Une baisse officielle qui ne change pas le panier quotidien
Les autorités tunisiennes annoncent un ralentissement de l’inflation à 5,1 %, mais cette amélioration macroéconomique peine à se traduire dans les étals et les pharmacies. Du côté des consommateurs, le constat est net : certains produits que les familles achètent régulièrement continuent de s’alourdir, affectant le pouvoir d’achat au mois et au foyer.
Des hausses ciblées qui frappent les dépenses courantes
Selon Lotfi Riahi, président de l’Organisation tunisienne d’orientation du consommateur, la baisse statistique ne reflète pas « la réalité vécue par les citoyens ». Les secteurs qui comptent le plus dans le budget des ménages — alimentation et santé — enregistrent encore des augmentations importantes.

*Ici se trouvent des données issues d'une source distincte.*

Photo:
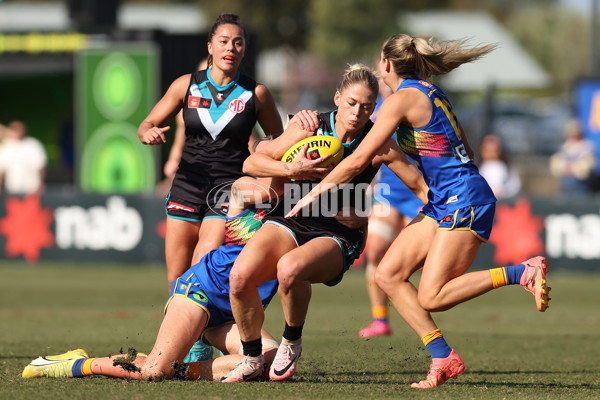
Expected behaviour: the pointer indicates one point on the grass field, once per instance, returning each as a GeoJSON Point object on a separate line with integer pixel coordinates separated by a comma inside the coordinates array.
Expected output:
{"type": "Point", "coordinates": [510, 350]}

Parmi les exemples cités figurent la volaille, dont le prix a connu une envolée récente, ainsi que des produits de toilette courants comme le shampoing et le thon, devenus plus chers « soudainement et non annoncés ».
« soudaines et non annoncées »
Des médicaments devenus plus coûteux pour les patients réguliers
La pression est également très forte sur le marché pharmaceutique : certains médicaments importés, dont le prix était inférieur à 5 000 dinars, ont vu leurs tarifs augmenter de 30 % à 60 %. Pour les patients qui doivent renouveler des traitements chroniques, cela représente une charge mensuelle supplémentaire difficile à absorber. Concrètement, si un foyer dépensait auparavant 2 000 dinars par mois en traitements récurrents, une hausse de 30 % ferait grimper cette somme à 2 600 dinars, soit +600 dinars par mois.
La structure des dépenses, clé du ressentiment
Pour l’Organisation de défense du consommateur, le problème n’est pas tant le taux global d’inflation que la composition des dépenses des ménages : les produits les plus fréquemment achetés ou indispensables pèsent fortement sur le budget. Une amélioration moyenne de l’indicateur ne suffit pas si les articles de première nécessité continuent de s’alourdir.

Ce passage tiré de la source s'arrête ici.